Say the beeleepers name, especially if he's gone.
Superstiiciton you know.
Observation after a period of time. I see 3rd season queens being the most prolific year. Then brood frame counts drops from there. If I have a chance to mark a queen I will. I don't specifically use time to do so. Brood boxes are painted to correspond to queen colors. So i know which year that hive was created. Hives that swarm or supercede do not produce the average in honey production. If a hive is with in average the first round but not the second round but is above average on goldenrod. Then high probabilty it swarmed in late June..
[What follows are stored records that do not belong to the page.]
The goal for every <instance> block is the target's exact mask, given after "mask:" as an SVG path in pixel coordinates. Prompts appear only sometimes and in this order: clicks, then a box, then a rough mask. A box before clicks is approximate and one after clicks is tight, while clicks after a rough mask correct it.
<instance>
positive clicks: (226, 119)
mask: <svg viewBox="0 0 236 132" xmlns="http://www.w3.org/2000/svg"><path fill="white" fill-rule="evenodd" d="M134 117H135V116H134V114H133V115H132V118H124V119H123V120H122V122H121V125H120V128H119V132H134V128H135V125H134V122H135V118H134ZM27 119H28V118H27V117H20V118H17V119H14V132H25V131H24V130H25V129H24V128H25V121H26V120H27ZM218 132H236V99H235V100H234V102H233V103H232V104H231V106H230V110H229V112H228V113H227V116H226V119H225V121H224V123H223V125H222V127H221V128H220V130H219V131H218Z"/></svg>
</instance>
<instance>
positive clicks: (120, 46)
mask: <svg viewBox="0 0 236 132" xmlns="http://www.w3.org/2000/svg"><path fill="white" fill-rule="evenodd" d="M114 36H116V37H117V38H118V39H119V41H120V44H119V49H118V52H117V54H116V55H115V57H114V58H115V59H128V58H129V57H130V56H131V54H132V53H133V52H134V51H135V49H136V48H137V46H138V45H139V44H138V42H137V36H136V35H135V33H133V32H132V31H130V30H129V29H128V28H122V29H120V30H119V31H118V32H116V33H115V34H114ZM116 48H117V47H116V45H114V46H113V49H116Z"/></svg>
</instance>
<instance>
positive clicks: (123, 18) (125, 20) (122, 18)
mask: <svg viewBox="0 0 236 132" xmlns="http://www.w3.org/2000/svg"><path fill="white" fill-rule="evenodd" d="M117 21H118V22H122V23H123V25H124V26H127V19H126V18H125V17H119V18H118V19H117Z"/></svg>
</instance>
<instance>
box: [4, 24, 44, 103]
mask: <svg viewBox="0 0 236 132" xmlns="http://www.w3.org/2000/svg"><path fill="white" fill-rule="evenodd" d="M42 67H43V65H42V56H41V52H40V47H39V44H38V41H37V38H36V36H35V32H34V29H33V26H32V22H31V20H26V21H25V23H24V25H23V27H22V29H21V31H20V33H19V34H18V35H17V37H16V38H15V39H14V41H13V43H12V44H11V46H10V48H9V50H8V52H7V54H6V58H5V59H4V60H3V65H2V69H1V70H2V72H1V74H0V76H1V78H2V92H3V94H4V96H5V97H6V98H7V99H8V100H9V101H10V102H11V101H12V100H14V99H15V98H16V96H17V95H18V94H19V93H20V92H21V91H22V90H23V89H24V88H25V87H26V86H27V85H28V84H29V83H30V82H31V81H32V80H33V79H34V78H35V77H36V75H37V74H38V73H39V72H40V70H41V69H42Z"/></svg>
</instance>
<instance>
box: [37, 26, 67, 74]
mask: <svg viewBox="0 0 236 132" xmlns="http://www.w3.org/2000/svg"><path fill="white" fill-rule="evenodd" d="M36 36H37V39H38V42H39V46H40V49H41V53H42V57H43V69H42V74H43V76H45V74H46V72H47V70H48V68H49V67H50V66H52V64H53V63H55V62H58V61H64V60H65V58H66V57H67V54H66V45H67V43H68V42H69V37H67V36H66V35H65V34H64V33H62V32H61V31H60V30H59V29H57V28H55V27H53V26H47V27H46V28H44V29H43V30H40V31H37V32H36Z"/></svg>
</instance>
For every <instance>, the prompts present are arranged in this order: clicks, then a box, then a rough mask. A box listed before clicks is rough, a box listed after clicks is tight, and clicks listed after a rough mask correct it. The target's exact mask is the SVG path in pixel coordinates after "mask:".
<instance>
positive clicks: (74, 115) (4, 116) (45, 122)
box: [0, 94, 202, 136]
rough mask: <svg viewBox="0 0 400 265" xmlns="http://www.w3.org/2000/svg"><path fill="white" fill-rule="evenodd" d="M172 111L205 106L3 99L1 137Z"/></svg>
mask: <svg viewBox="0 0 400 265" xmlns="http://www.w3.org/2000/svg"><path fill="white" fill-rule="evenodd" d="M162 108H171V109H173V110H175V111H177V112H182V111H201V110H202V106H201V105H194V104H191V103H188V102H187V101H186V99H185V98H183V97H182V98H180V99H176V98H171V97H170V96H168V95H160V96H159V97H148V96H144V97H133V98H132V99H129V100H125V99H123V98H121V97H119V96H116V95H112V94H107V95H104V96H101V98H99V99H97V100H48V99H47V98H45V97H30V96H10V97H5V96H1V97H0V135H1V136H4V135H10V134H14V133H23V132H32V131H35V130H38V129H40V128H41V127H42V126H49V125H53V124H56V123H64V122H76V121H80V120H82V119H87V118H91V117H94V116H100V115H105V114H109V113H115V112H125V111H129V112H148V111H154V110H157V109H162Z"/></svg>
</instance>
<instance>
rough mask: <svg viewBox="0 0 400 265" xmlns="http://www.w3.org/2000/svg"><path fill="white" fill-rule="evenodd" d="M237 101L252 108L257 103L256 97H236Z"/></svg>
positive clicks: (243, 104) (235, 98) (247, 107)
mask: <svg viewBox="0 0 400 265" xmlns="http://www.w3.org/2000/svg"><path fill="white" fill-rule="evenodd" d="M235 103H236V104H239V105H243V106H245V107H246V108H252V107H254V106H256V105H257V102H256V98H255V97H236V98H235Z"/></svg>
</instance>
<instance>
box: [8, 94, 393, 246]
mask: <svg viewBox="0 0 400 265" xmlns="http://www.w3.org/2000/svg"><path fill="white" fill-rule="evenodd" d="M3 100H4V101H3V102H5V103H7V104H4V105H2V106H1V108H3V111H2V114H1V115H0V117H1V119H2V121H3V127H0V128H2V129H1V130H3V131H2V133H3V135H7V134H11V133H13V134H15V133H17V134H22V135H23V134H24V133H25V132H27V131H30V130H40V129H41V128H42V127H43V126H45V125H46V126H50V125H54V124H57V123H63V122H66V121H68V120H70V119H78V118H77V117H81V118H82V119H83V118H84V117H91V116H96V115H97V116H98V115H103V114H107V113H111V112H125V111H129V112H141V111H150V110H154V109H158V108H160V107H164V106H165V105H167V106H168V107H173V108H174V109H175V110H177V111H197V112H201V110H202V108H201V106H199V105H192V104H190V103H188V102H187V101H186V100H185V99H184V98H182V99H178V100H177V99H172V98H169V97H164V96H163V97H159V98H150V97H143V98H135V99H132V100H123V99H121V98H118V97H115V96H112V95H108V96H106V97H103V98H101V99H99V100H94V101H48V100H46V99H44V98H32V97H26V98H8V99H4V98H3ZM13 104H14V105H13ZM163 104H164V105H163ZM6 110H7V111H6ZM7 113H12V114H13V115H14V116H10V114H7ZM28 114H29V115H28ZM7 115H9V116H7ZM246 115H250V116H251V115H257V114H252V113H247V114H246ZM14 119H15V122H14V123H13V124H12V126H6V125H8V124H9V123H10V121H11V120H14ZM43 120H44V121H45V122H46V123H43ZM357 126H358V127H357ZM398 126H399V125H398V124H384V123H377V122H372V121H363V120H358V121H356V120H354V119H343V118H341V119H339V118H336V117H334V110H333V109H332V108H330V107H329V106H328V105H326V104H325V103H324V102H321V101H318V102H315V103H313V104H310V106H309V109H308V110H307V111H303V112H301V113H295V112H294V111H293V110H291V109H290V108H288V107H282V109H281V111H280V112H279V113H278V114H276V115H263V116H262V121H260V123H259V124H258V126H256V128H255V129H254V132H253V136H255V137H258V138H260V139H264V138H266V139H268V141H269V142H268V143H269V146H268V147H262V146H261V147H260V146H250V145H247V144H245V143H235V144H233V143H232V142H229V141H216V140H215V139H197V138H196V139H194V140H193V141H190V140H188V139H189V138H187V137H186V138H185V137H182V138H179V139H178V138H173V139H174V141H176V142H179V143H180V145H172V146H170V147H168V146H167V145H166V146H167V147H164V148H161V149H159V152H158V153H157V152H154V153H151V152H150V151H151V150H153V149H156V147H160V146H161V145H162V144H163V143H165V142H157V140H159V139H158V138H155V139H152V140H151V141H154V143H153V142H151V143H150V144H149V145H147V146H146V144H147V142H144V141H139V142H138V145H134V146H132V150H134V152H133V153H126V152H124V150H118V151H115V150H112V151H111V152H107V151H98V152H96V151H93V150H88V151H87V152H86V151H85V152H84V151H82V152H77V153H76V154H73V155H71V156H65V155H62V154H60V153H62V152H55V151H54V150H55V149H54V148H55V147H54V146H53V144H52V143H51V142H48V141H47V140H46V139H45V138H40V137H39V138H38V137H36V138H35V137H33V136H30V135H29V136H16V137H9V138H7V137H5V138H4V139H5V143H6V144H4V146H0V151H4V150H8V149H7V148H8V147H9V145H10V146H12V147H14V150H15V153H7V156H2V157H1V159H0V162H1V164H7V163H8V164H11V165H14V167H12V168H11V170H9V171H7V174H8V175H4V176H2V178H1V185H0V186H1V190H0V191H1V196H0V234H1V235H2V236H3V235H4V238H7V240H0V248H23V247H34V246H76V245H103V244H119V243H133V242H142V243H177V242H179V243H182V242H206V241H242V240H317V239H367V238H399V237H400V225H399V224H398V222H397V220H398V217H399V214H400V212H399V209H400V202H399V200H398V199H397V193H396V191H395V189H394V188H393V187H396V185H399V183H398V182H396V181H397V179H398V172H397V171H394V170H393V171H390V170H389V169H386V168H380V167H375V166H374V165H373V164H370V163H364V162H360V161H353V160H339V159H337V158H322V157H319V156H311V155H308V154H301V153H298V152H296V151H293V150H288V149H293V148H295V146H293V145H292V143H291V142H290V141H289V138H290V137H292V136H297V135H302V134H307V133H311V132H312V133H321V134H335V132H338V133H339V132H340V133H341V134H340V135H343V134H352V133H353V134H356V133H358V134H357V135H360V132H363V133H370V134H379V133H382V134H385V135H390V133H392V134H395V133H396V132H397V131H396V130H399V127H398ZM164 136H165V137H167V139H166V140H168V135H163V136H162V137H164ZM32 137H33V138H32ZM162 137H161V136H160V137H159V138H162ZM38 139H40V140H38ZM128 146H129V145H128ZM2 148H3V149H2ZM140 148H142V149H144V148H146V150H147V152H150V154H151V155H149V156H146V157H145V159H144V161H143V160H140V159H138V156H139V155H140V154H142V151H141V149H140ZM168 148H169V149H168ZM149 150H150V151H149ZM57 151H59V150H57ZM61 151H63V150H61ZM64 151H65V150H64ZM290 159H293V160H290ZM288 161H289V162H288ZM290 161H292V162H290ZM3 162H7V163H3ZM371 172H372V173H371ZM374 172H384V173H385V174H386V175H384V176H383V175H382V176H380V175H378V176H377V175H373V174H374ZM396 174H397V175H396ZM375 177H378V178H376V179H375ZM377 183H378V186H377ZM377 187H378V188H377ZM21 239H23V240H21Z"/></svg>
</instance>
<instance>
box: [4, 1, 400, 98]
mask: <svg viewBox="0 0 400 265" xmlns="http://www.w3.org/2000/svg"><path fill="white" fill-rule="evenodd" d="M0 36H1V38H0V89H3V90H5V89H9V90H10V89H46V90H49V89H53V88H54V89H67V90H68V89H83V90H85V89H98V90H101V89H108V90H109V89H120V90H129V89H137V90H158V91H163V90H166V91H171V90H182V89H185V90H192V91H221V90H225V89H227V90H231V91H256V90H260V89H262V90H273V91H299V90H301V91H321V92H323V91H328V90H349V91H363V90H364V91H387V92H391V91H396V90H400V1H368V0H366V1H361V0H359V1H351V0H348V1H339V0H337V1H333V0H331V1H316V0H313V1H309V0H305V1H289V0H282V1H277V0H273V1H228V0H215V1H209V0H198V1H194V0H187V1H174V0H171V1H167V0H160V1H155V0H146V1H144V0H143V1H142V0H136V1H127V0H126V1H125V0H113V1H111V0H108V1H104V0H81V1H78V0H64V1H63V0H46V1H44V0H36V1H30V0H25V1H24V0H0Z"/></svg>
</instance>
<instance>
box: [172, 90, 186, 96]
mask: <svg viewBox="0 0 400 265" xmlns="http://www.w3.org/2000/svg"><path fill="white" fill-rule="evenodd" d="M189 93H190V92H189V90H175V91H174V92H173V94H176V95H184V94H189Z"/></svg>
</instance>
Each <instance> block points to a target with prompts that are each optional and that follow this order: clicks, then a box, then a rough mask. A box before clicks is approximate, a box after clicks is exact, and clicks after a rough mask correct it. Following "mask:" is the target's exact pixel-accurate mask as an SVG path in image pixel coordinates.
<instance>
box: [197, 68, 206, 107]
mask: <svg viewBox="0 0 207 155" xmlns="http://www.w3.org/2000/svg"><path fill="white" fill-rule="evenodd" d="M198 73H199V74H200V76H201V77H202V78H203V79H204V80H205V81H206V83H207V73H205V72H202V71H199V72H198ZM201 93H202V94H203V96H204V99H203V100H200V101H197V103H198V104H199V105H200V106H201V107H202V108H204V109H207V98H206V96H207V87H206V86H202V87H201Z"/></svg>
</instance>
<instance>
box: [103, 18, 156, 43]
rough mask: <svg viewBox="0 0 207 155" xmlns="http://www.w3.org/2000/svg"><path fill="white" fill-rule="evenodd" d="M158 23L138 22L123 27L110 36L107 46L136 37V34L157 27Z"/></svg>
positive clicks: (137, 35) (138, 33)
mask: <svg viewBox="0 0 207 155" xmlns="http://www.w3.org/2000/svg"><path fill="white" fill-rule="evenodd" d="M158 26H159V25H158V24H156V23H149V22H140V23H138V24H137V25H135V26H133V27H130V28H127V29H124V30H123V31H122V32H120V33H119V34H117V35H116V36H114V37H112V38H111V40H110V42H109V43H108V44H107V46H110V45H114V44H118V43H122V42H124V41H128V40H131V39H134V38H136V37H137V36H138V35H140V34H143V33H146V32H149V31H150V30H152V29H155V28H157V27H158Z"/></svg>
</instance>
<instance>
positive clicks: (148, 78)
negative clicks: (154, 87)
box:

Since all hives are set up the same going into winter. There's a fairly close average of what's going on in late winter. I use a stethoscope with end piece removed. I can tell by sound where the cluster is. Again there is a average of what's going on. Around Feb 20th prolific queens drop all the way down. This is where all the pollen is. Once the brood is capped. The cluster will move up to 2nd deep then the 3rd as they consumed the honey to make brood. Once fresh pollen comes in around March 11, then they'll start drone brood. Once drone brood starts emerging, they can start swarm cells. Which is why I start supering before that happens. Once the worker brood emerges and they start the nectar flow off crop 'weeds'. They get crowded real quick.
Older queens fails to drop down in what I call hyper-lay mode and is out of the average of activity. After seeing this a few years. I started taking away the bottom 2 deeps to cull out old frames. Once a new queen was created, then would add new deeps. Kinda like if it was a split.